In a lively Architecture Forum discussion, I tackled the question of why we choose where we live. (view presentation) It’s a hard choice, especially if it means choosing between the dense core of a city as opposed to a medium density periphery or a low-density suburb. There are mix of factors, both tangible and intangible, that influence both the choice of where to live, and also how we plan / design these places. It became clear that a number of factors influence each decisions that range from quality of design to quality (or quantity) of income. It was enlightening to talk about that these same factors influence both the planning process and the choice of a home.

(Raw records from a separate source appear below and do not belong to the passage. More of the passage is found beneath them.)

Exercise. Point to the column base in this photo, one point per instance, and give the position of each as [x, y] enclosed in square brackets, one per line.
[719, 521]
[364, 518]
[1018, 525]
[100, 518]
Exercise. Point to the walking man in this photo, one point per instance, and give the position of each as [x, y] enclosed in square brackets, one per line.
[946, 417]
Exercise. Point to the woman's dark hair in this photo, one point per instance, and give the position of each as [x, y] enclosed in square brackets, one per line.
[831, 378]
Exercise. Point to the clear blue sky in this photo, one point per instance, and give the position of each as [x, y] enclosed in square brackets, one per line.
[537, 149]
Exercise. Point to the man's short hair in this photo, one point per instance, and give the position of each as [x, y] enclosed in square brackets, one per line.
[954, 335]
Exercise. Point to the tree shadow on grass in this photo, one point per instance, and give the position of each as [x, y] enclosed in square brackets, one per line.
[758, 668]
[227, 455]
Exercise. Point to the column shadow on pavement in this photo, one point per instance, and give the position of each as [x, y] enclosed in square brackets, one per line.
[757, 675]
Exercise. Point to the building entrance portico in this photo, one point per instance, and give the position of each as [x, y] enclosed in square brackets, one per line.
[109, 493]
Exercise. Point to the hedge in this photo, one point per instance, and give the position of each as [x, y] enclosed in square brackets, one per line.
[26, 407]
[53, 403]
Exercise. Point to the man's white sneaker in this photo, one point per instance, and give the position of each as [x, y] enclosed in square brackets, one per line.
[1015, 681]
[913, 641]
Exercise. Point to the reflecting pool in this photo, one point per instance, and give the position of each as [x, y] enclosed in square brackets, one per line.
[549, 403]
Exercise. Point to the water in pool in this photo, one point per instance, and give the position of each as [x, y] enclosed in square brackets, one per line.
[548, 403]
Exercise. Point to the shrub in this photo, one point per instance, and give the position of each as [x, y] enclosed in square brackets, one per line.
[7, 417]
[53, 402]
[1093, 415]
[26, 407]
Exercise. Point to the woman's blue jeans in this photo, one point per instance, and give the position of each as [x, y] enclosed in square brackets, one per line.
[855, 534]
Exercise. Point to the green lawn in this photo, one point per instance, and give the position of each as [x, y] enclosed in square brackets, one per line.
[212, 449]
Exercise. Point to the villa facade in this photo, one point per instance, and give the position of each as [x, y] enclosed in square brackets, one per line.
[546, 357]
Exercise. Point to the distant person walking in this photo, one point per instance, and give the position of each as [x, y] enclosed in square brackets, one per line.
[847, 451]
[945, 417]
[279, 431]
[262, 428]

What makes Boston special?
To set a basis for comparison and frame the discussion, I examined examples of three similar new developments in Amsterdam (Westerdok), Seattle (South Lake Union) and San Francisco (Mission Bay) to compare with Boston (Seaport Innovation / Fort Point Channel).
All four mixed use areas are similar in size and began a redevelopment / rezoning process within the last 10 years; all are reclaimed land that was formerly rail yards or warehouses; and all are close proximity to the urban core and regional transit hub.
There are both tangible and intangible choices in where to live – and how to plan it. Intangible factors include family bonds, social networks, social status, personal advantage and personal desire. The tangible aspects include commuting options, affordable and appropriate housing stock, private and public open space and the proximity of “life-support” components (schools, places of worship, groceries or markets and entertainment). Depending on individual desire, these factors weigh more or less in each neighborhood.
Each of the four developments had a varied approach to design and planning components. From transit access, public open space, private open space and type of building and unit mix, it became clear that there is a lot that makes cities unique. Some components such as a major institution (UCSF in Mission Bay) or private enterprise campus (Amazon in South Lake Union) have positive impacts that Boston’s Seaport development lacks. The length and mode of commute (and the after work commutes to school, events or groceries) is also very, very important.
A garden for everyone
Planning and zoning code requirements for private (or semi-private) outdoor space are important. Where it is required, the architectural character – and desirability – of neighborhoods appears to increase. When left to individual developers, private balconies or gardens are often eliminated. It was clear that everyone wants a little piece of the outdoors to call their own.
3 is the magic number
I also asked the question of whether family friendly neighborhoods are more vibrant? In most cases, but not all, new developments seem to focus on several small units. These range for the new “micro-unit” trend to a preponderance of studio or one / two bedrooms apartments. The lack of three or more bedroom flats / apartments limit the ability for families to choose these new neighborhoods. It also deters development of school systems there, too. The ultimate result forces families to the suburbs and pushes new developments to the trendy fringe: yuppies, hipsters or retirees.
Where would you live?
In the end, we talked a lot about how architects can influence new urban development and whether architects should live in cities. Perhaps my 700 square foot condominium and bicycle commute from Boston’s South End skewed my view, but I think that we should live in cities and that we can help make them better places to live and work.
For Bostonians, the upcoming mayoral election offers the opportunity to support candidates who value good planning and urban design. For others, leading by example seems the best course: participation in your local planning boards and design review process, advocating for good design and using your skills to help make wherever you live a better and more vibrant place.